I got some great pointers about using the matrix pseudoinverse and made a working implementation of that which works for one level of "parents", but I'm still unsure how to expand this approach to support an arbitrary hierarchy of parent parameters.

I managed to work out the generalized matrix logic for arbitrary layers of parents, where each parent can pick children from not only the layer immediately below, but any layers below. I have it fully working in a test window - now to integrate it into my parametrization framework...

Rune Skovbo Johansen

Turned out there was a flaw in the logic above. Groups mixing contributions from multiple different lower levels didn't work right. I went back to my earlier idea of stacking matrices before using the pseudoinverse on them. This worked.

But then I noticed some patterns, and suspected I could simplify more.
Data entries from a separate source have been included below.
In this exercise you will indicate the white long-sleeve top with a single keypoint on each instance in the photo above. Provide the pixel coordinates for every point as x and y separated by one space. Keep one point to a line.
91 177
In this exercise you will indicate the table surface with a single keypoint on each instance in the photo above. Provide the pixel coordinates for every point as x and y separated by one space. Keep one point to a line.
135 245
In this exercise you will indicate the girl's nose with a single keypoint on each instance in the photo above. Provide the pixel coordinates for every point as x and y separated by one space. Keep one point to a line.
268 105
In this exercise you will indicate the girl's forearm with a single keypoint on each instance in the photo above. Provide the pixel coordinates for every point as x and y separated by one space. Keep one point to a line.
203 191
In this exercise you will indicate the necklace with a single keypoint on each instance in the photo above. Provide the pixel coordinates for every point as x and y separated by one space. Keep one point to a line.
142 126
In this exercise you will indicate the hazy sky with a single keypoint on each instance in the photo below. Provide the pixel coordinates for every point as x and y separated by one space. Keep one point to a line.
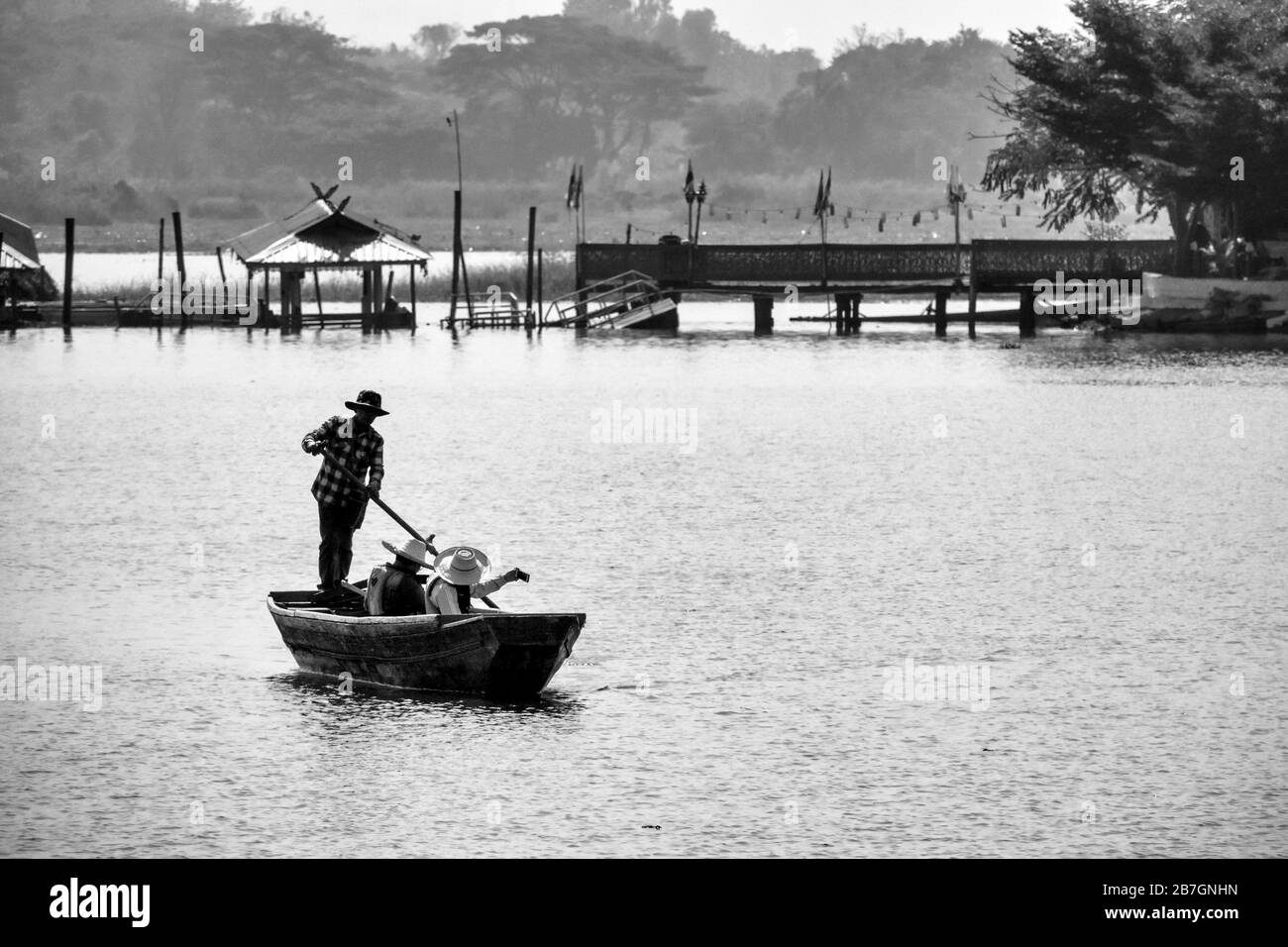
816 24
Instead of having different matrices with sizes corresponding to the parameters per layer, I could use large matrices corresponding to all the parameters at once. And I found out I could furthermore do the calculations for all layers at once too in one single swoop. The calculations I have in code now are much, much simpler than what I had before, and take up only a third as many lines.
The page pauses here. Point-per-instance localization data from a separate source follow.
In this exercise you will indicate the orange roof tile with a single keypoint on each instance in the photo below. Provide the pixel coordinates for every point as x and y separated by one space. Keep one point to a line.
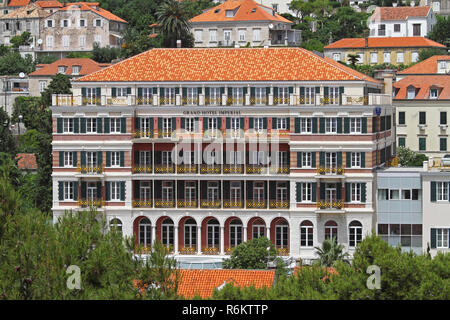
389 42
87 66
423 84
203 282
246 10
399 13
94 7
227 64
428 66
26 161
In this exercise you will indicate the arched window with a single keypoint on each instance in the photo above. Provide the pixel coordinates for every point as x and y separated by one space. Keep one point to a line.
331 230
306 233
115 224
190 233
235 233
355 233
213 237
167 232
145 232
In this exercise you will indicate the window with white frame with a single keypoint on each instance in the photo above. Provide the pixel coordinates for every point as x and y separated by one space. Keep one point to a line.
68 190
115 190
115 125
91 125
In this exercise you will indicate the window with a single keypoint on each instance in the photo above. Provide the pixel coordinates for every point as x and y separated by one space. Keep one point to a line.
115 190
91 125
306 234
442 191
401 117
355 233
68 159
115 125
68 190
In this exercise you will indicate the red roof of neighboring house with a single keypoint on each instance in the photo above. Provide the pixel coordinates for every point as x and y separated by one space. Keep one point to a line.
203 282
245 10
227 64
87 66
428 66
389 42
423 84
94 7
399 13
26 161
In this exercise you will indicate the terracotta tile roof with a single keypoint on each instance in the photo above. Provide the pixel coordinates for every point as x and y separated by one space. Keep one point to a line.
399 13
87 66
30 11
203 282
389 42
226 64
423 85
247 10
428 66
94 7
26 161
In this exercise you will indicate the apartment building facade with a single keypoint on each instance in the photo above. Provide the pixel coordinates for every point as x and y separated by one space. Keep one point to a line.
213 147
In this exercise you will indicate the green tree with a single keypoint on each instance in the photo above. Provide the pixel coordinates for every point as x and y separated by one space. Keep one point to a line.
253 254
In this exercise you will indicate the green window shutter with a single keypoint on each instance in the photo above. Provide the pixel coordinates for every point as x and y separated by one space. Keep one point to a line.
59 125
433 191
123 125
322 125
61 190
107 125
346 125
433 238
314 125
61 158
99 125
83 125
108 158
122 190
364 125
363 192
122 158
299 191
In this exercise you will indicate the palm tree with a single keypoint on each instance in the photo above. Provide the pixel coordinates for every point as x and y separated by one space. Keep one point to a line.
330 253
174 23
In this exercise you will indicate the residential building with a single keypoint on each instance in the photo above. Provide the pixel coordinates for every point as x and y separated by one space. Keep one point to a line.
73 67
399 207
422 98
208 148
401 21
242 23
373 51
77 26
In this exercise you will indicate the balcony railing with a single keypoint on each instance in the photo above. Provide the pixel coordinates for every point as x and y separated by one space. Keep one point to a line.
330 170
90 169
164 203
215 204
335 204
94 202
142 169
142 203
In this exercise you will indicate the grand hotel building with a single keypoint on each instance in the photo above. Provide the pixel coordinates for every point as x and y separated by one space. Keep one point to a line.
206 148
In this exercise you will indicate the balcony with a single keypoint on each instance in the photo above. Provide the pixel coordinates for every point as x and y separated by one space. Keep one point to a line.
142 203
94 202
142 169
211 204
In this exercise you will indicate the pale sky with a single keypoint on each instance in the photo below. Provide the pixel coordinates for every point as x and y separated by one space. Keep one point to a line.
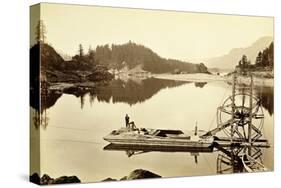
178 35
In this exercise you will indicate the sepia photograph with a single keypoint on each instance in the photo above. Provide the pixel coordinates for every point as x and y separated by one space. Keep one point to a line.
124 94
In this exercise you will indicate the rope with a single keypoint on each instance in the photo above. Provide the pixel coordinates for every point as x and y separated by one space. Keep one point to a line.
78 141
70 128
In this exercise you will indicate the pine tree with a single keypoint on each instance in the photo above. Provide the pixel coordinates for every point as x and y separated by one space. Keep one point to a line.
41 32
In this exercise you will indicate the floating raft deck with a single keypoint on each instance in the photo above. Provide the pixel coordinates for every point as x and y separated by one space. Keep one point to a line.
169 140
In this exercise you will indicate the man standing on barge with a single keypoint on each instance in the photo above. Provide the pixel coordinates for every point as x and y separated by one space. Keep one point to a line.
127 120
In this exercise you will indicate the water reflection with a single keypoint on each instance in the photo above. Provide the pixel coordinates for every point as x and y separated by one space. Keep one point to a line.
229 159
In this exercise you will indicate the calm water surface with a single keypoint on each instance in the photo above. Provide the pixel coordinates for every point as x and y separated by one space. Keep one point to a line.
72 144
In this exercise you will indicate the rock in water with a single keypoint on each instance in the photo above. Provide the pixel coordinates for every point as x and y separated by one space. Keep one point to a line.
66 179
141 174
47 180
34 178
109 179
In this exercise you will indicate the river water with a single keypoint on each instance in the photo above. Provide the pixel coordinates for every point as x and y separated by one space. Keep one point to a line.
71 139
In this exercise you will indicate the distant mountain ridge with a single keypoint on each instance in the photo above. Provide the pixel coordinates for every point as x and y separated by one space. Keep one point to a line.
230 60
132 55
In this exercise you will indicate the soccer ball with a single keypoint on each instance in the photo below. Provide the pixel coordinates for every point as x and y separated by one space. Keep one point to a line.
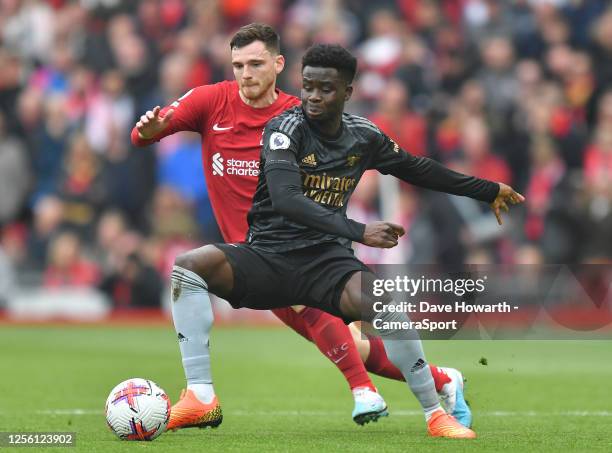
137 409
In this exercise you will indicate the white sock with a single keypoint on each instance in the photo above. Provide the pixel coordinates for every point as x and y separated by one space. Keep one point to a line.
204 392
193 318
405 351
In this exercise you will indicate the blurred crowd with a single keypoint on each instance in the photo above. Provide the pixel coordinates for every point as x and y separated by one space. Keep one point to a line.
518 91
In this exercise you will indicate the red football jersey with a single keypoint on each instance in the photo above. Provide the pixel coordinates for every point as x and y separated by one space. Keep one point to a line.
231 142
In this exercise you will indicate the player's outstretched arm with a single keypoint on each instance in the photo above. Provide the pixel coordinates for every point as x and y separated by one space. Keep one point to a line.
152 124
505 195
382 235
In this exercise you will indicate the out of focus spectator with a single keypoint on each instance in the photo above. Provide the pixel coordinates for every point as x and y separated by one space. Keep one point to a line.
133 285
66 265
14 174
394 117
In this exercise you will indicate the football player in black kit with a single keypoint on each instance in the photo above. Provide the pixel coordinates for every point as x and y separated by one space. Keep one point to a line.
298 245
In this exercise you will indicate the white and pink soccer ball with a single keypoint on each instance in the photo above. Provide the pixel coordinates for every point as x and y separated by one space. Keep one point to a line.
137 409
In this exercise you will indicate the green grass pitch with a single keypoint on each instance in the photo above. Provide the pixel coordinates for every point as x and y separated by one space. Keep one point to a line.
279 394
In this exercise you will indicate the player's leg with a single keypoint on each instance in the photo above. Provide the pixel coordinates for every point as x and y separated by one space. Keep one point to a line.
194 273
449 382
332 337
404 349
334 340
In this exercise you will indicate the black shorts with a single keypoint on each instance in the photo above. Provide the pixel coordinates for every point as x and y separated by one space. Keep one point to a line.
313 276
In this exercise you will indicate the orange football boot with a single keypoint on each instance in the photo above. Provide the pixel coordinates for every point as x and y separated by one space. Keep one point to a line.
190 412
443 425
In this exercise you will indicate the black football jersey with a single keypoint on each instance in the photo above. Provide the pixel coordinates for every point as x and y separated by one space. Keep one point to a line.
330 169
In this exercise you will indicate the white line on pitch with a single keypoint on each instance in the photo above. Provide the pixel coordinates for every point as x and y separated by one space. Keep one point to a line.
400 412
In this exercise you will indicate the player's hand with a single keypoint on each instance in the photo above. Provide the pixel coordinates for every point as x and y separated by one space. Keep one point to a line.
151 124
505 195
383 235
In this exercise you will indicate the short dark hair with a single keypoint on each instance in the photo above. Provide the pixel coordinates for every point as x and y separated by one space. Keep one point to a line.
256 32
331 56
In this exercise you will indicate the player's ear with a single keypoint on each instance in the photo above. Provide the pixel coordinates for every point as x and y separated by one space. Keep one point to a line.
279 64
348 92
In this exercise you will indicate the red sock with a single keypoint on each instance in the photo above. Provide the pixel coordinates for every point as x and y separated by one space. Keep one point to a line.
334 340
293 319
378 363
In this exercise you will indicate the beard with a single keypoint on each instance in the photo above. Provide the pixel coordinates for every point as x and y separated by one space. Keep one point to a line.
255 91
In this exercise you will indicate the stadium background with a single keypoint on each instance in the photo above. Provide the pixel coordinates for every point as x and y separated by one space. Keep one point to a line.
516 91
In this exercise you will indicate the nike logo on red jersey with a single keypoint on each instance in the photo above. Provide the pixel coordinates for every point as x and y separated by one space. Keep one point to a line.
217 128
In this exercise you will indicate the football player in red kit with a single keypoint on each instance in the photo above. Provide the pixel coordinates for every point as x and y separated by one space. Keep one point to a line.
230 116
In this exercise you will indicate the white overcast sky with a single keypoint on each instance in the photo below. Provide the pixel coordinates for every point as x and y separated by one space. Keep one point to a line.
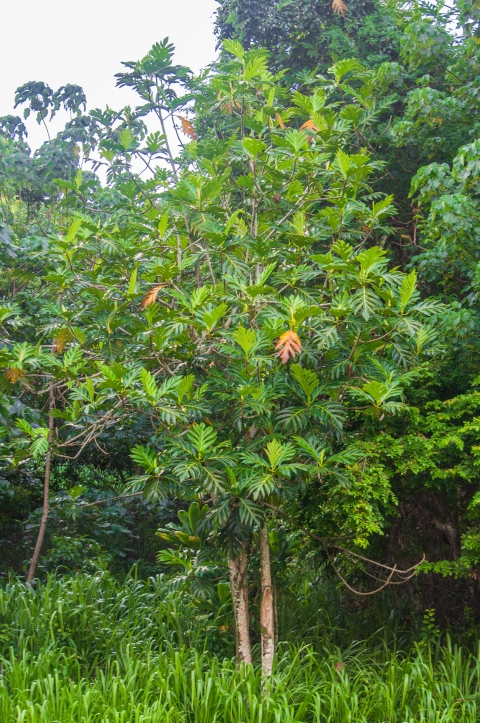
84 42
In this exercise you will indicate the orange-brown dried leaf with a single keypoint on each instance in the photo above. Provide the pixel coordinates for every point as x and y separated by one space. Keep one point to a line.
14 374
288 346
309 126
151 296
60 340
339 7
187 128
Here is the entirety of the calculations I've ended up with. It is *so simple* compared to all the complex diagrams and implementations for them I had earlier.

@runevision Big sparse matrices make the world go round!

@TomF Apparently! I still have basically no practical experience with (non graphics related) data matrices for anything else than what I've been working on here, but I've felt my intuition leveling up and repeatedly found matrix math lead to simple and beautiful satisfying solutions.

@runevision They're simple and satisfying, but there's a massive number of 0.0f in those matrices, and often quite a few integers.

So sure - not many lines of code - but it can be considerable work for compilers and runtime libraries to remove those pointless multiplies.

Once you have a working solution, it's a very good idea to go back and figure out where all the zeros are and express the actual code in a more efficient way.

The poster-child for this is AI of course :-)

@TomF I’m using C# library math.net which has a sparse matrix representation option. I’m not currently using it since I haven’t experienced any performance issues so far (and I assume it has trade offs), but I assume if need be it can address the issue better than I could myself.

@runevision Well no. It you know that a value is never not-0, you can encode that yourself with a smaller matrix or a set of smaller submatrices. It takes effort for it to discover this stuff.

But yeah, at this stage you shouldn't worry about it. Finish the algo, then start tuning it.

@TomF The heavy calculations happen at edit time. The result is a derivation matrix and a reconstruction matrix. Those don’t change at runtime and are only used for multiplication with vectors. So whatever values are or are not zero stay that way once calculated.